Competition—winning—is built into our way of life. You’ve heard the saying, “Winning isn’t everything, it’s the only thing.” Or maybe this one, “Winning may not be everything, but it sure beats coming in second.” Or, “Show me a good loser, and I’ll show you a loser.” Competing, playing games, is supposed to build character. Competition is supposed to be a good thing, improving performance and building self-esteem.

But sometimes we lose sight of the forest as we focus on the trees. As another writer once put it, “If you win the rat race are you any less a rat?”

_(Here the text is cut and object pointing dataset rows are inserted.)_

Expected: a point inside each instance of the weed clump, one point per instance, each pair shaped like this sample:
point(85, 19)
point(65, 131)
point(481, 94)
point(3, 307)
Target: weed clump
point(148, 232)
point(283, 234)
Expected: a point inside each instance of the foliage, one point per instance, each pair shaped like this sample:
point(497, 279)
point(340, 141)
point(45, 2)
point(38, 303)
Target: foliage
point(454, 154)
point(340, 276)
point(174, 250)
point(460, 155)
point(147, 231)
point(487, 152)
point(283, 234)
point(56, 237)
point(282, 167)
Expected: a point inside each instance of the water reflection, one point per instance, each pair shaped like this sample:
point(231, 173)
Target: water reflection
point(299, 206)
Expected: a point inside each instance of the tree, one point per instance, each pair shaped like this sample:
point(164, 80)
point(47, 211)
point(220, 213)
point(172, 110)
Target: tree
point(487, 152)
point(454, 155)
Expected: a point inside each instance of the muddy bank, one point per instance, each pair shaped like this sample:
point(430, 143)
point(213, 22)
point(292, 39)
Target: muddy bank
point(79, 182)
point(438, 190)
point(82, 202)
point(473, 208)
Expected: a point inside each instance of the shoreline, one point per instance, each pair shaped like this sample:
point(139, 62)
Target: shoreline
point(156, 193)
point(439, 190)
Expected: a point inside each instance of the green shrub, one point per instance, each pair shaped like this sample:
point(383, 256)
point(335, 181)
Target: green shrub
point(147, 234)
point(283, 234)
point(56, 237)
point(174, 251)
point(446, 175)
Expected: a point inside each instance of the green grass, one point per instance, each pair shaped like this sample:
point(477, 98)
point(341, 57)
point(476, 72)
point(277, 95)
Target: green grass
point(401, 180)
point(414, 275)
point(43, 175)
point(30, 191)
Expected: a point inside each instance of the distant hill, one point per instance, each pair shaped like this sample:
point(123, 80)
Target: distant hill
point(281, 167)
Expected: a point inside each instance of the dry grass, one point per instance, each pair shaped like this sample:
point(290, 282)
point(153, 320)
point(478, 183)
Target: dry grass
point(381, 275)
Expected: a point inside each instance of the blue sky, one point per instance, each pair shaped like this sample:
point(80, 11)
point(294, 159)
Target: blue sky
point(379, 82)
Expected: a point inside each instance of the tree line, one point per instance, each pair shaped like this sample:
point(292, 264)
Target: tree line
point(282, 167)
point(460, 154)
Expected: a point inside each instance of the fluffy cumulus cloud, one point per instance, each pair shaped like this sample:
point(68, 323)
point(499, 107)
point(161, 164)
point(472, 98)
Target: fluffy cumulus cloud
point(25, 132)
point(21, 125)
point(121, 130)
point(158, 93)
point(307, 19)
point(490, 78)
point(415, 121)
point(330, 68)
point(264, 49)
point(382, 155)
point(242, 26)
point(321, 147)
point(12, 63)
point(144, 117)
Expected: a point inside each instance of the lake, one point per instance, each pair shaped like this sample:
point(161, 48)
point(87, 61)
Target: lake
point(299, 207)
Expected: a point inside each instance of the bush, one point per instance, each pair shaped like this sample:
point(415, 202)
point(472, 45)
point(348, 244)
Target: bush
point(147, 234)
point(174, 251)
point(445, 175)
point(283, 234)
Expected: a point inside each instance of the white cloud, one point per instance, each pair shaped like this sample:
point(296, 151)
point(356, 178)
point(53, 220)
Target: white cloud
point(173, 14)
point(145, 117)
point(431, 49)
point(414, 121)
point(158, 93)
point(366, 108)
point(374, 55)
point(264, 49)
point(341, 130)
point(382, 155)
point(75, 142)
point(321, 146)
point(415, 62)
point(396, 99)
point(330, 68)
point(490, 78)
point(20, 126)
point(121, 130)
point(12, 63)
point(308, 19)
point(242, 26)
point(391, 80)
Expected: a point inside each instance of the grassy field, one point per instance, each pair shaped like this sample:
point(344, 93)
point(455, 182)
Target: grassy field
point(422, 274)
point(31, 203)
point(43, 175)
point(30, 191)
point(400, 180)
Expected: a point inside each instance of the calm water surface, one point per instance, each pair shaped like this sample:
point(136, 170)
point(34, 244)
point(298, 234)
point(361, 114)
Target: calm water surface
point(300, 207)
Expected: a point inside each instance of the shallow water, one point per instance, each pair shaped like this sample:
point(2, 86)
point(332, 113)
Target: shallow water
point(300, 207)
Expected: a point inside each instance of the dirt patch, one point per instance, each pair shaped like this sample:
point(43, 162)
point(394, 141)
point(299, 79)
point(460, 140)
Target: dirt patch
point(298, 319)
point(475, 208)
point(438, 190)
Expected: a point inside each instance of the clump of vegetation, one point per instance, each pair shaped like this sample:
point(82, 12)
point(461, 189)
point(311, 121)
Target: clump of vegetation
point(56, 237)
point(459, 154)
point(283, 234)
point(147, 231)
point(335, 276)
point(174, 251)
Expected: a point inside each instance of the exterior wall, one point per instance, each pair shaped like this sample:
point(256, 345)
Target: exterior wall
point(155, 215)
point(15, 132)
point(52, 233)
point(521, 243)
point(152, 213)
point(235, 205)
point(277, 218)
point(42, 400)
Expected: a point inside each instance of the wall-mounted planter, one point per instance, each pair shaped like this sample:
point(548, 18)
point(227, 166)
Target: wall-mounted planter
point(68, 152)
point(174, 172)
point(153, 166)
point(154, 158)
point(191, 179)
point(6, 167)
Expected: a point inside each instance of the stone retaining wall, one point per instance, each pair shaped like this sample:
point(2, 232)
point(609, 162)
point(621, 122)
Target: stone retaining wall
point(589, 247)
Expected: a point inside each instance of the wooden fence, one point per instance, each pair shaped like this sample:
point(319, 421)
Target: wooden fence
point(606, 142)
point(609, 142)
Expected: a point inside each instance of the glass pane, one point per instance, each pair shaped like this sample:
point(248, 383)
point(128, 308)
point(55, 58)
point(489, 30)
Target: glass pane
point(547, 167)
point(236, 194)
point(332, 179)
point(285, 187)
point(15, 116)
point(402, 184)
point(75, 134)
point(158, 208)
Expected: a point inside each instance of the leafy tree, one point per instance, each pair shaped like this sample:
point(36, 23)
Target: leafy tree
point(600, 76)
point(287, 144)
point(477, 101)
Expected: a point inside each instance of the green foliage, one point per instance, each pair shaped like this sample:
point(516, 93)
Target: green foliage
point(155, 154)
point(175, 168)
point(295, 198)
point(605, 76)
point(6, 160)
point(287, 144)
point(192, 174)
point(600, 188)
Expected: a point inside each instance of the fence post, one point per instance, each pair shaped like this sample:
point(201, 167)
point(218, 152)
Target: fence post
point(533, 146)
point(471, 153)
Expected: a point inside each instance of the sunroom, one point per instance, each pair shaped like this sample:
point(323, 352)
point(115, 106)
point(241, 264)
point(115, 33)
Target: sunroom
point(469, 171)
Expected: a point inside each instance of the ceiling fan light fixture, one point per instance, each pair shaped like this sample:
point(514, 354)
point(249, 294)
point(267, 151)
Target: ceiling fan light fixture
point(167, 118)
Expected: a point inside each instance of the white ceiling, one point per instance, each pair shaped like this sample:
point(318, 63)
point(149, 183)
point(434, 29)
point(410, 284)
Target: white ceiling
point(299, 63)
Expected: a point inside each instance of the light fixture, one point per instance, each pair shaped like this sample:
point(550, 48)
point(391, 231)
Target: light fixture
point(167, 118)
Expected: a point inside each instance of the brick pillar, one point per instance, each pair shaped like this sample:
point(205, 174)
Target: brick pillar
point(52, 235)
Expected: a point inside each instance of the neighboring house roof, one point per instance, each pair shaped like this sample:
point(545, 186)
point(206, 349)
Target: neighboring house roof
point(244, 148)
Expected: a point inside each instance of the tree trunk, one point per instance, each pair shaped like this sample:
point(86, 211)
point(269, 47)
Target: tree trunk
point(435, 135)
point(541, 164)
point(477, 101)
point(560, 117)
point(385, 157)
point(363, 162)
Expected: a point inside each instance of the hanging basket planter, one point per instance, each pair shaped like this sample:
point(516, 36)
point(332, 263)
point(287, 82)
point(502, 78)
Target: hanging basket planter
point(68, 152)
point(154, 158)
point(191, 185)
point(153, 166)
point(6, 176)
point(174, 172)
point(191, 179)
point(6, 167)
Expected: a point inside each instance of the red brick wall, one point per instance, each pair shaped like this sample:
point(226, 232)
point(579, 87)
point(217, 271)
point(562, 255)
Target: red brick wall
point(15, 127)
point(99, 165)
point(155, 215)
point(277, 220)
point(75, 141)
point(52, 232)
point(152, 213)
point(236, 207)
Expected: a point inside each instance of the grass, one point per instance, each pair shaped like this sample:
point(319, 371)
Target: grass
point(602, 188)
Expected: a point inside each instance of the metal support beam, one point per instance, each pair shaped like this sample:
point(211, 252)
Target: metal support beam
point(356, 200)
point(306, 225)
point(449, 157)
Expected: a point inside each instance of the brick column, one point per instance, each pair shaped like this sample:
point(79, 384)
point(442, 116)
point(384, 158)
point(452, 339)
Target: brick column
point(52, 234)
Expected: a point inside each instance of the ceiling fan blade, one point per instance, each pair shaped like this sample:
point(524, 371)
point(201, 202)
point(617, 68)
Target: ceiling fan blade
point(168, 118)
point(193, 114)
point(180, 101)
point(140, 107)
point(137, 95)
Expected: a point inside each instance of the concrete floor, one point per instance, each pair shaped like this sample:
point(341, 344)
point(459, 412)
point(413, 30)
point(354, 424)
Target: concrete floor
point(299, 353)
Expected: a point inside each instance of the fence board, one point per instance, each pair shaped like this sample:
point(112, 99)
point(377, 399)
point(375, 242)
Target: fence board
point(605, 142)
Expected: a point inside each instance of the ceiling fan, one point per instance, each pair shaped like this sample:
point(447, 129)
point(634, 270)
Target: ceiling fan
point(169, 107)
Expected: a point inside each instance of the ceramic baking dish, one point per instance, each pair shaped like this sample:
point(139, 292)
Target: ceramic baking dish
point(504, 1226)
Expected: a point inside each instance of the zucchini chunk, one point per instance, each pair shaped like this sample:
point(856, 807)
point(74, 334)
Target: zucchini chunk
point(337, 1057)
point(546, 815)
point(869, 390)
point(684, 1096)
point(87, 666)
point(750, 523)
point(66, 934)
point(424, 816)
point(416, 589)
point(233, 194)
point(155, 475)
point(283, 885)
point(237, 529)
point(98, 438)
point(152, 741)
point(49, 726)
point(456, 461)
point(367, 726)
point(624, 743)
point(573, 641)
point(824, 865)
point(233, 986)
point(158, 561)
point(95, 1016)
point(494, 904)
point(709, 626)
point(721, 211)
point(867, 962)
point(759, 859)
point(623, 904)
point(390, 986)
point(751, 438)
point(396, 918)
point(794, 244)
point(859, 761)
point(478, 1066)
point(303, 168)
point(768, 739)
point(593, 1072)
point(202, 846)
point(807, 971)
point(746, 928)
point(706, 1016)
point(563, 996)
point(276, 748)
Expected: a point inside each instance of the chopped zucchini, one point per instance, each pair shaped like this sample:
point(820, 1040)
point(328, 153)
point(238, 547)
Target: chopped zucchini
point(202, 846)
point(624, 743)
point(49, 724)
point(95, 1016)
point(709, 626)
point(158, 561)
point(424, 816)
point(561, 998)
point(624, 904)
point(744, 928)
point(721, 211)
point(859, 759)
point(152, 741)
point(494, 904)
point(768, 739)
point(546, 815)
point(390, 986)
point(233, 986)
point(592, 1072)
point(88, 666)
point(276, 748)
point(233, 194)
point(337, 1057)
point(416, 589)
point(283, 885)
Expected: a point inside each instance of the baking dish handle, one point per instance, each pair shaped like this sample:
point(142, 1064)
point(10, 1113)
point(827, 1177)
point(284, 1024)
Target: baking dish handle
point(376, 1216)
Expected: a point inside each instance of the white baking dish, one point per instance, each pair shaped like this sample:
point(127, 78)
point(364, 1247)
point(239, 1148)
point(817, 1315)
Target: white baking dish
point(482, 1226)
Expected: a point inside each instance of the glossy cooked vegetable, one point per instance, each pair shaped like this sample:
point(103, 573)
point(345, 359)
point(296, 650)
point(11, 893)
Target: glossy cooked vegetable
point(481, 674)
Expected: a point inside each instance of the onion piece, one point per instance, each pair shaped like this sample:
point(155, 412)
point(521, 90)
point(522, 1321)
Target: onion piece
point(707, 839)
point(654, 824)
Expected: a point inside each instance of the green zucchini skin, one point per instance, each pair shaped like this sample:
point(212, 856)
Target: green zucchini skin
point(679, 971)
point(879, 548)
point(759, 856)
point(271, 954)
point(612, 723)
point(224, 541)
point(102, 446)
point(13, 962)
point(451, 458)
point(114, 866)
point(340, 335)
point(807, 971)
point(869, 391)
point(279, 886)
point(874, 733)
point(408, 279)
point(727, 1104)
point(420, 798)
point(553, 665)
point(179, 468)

In truth, some of the most important games of life have no score, no teams, and no uniforms, just one player at a time dealing with the struggles of life. Recently I was talking with a man who is struggling with terminal illness. Part way into our conversation, he stopped, looked me in the eye and said, “You know, it really doesn’t matter to me who wins the college football championship, or even the presidential race for that matter. It used to matter, but now it’s just not that important. When you’re facing a terminal illness, winning takes on a whole different meaning.”

He’s right of course, because sooner or later every one of us will lose, at least in the world’s terms. I love Wilma Rudolph’s reflection: “Winning is great, sure, but the secret is learning how to lose. No one goes undefeated all the time. If you can pick yourself up after a crushing defeat, you’re already a champion.”

The Apostle Paul could compete with the best of them, but somewhere along the line he also learned a better way. In Hebrews 12 he wrote: “Let us run with perseverance the race that is set before us” (Hebrews 12:1).

Take the life you have and live it as fully as you can. That’s why in his first letter to Timothy he can say, “Fight the good fight” (1 Timothy 6:12). “It’s not the fight to overcome the best of the competition that he’s talking about,” as Frederick Buechner says, “but the fight to overcome the worst in ourselves.”

To be human we must first of all be faithful to ourselves, and our God-given potential for life. Even then we have to be courageous and persistent. We may win or lose. Whatever happens though, we will be vibrant with life, even if we just stumble across the finish line after everyone else has gone home.